See how PySpark interacts with the JVM here.

Since we are trying to avoid Python overhead, we want to take a different approach than pulling the entire DataFrame into an RDD, which is shown here:

input_df.rdd.map(lambda row: (row.sepalLength, row.sepalWidth, row.petalLength, row.petalWidth, row.className, total_length(row.sepalLength, row.petalLength)))

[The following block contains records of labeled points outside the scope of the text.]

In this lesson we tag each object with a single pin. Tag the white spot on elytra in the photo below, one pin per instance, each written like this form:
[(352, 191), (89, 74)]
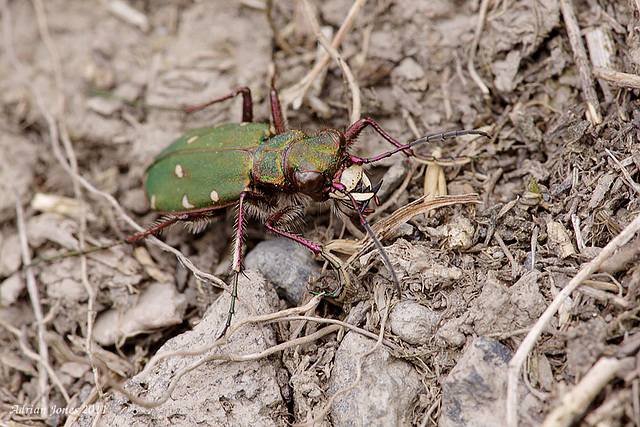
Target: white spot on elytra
[(178, 171), (185, 202)]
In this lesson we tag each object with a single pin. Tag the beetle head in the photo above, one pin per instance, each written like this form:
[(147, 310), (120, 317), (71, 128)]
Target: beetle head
[(313, 162)]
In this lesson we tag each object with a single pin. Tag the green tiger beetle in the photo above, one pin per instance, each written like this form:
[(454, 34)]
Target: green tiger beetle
[(269, 172)]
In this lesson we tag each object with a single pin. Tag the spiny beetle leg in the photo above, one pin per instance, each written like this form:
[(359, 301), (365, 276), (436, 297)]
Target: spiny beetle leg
[(247, 104), (343, 277), (236, 266)]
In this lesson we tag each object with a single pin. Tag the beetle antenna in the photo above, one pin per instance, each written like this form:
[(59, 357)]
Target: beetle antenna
[(383, 253)]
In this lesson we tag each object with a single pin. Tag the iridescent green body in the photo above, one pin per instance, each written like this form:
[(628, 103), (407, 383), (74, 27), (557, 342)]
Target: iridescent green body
[(210, 167)]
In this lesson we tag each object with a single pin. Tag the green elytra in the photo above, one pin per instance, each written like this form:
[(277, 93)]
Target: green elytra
[(210, 167)]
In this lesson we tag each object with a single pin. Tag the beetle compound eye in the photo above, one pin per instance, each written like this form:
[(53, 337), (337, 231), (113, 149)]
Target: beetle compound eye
[(309, 182)]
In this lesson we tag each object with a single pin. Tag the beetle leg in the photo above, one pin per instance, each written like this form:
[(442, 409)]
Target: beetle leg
[(276, 111), (354, 130), (247, 104), (236, 266), (316, 249)]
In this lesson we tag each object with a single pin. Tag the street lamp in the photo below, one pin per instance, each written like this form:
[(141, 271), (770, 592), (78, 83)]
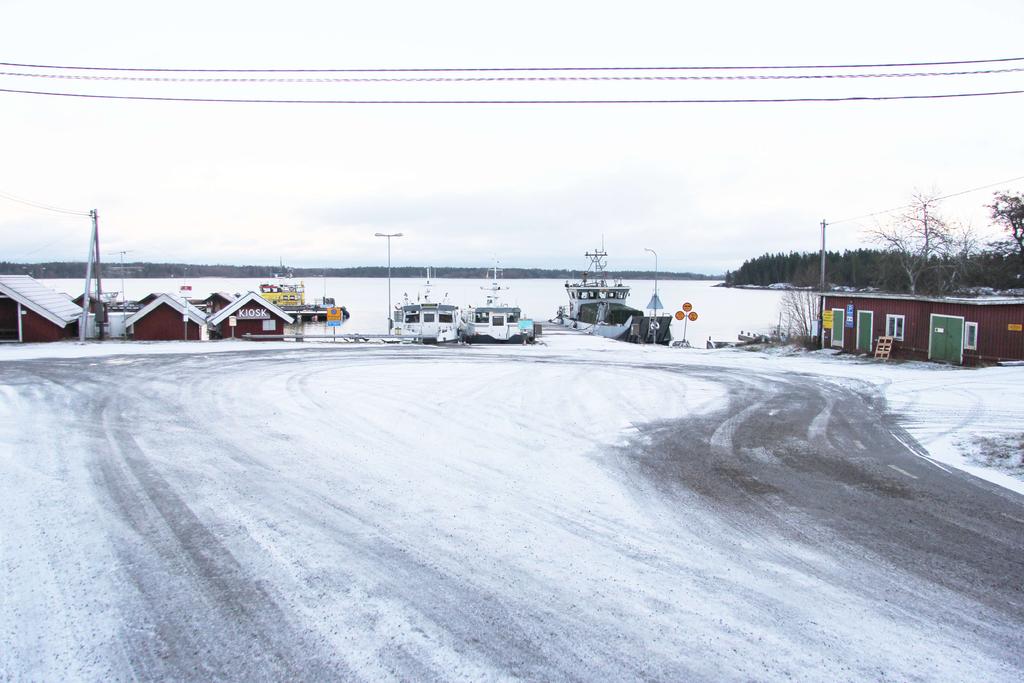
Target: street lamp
[(388, 236), (655, 300), (124, 296)]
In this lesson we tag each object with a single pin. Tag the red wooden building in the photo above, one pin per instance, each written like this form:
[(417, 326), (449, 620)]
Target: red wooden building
[(252, 314), (961, 331), (31, 311), (166, 317)]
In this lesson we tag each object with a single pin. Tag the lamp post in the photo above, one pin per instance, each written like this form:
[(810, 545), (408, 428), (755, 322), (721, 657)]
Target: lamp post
[(124, 295), (653, 328), (388, 236)]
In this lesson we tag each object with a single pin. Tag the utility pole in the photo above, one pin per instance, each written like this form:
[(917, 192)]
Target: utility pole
[(655, 301), (91, 261), (821, 287), (390, 323)]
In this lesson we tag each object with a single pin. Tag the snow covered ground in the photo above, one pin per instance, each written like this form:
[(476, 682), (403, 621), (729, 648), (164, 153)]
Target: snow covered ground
[(264, 510)]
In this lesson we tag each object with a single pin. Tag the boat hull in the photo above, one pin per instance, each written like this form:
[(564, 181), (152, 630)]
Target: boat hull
[(636, 330), (487, 339)]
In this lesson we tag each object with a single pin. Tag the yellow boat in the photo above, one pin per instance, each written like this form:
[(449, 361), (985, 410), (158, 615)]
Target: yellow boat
[(284, 296)]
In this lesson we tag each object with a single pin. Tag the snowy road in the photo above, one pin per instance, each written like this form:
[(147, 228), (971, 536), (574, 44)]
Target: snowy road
[(553, 513)]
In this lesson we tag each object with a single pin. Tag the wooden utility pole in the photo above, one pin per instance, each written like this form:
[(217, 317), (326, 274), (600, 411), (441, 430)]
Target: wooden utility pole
[(821, 287), (92, 269)]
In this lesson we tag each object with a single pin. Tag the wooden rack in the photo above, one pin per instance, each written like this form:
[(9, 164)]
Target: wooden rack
[(884, 347)]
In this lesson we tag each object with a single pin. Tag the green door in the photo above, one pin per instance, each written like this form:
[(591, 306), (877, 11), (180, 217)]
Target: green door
[(838, 325), (946, 339), (865, 319)]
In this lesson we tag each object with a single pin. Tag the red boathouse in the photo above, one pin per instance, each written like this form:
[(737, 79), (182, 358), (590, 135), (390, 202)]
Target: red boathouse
[(31, 311), (166, 317), (961, 331), (251, 313)]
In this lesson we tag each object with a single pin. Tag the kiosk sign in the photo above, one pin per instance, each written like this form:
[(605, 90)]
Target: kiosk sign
[(255, 313)]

Instead, we will use a UDF to operate on the columns we are interested in and then add a column to the existing DataFrame with the results of this calculation. We define our function total_length(), which performs a simple calculation over two columns in the existing DataFrame. We also define an alias called func, which declares our function as a UDF and that it returns a float value. We are then able to use the withColumn() function on our DataFrame, and pass in our UDF to perform the calculation over the two columns. We can run the job using spark-submit like the following:

spark-submit --jars target/scala_2.11/PySparkScalaExample-0.1.jar pyspark_call_scala_example.py iris.data

Here is the output of transformed_df.show():

We now have a Python DataFrame that contains an additional computed column, which we can use for further processing. In order to demonstrate calling Scala functions on an existing Python DataFrame, we will now utilize our second Scala function, addColumnScala() in the same way we accessed the last one, using the SparkContext. This time we will only pass in the JVM representation of our existing DataFrame, which the addColumnScala() function will use to compute another simple calculation and add a column to the DataFrame. We will again wrap the returned JVM DataFrame into a Python DataFrame for any further processing needs and again, run the job using spark-submit:

spark-submit --jars target/scala_2.11/PySparkScalaExample-0.1.jar pyspark_call_scala_example.py iris.data

Here is the output of scala_added_df.show():

Conclusion

We have successfully leveraged Scala methods from PySpark and in doing so have shown mechanisms to improve overall processing time. This strategy is especially useful in cases where one or more processing steps require heavier computation, access to JVM-based libraries, custom types or formats, etc., but which ultimately result in some modification that can be applied to a DataFrame. Since Scala is not a primary language for many Data Science practitioners, this methodology allows for a nice synthesis — with a data engineering team writing libraries that are more performant in Scala and then providing them to a data science team that may be far more familiar with a Python-based environment.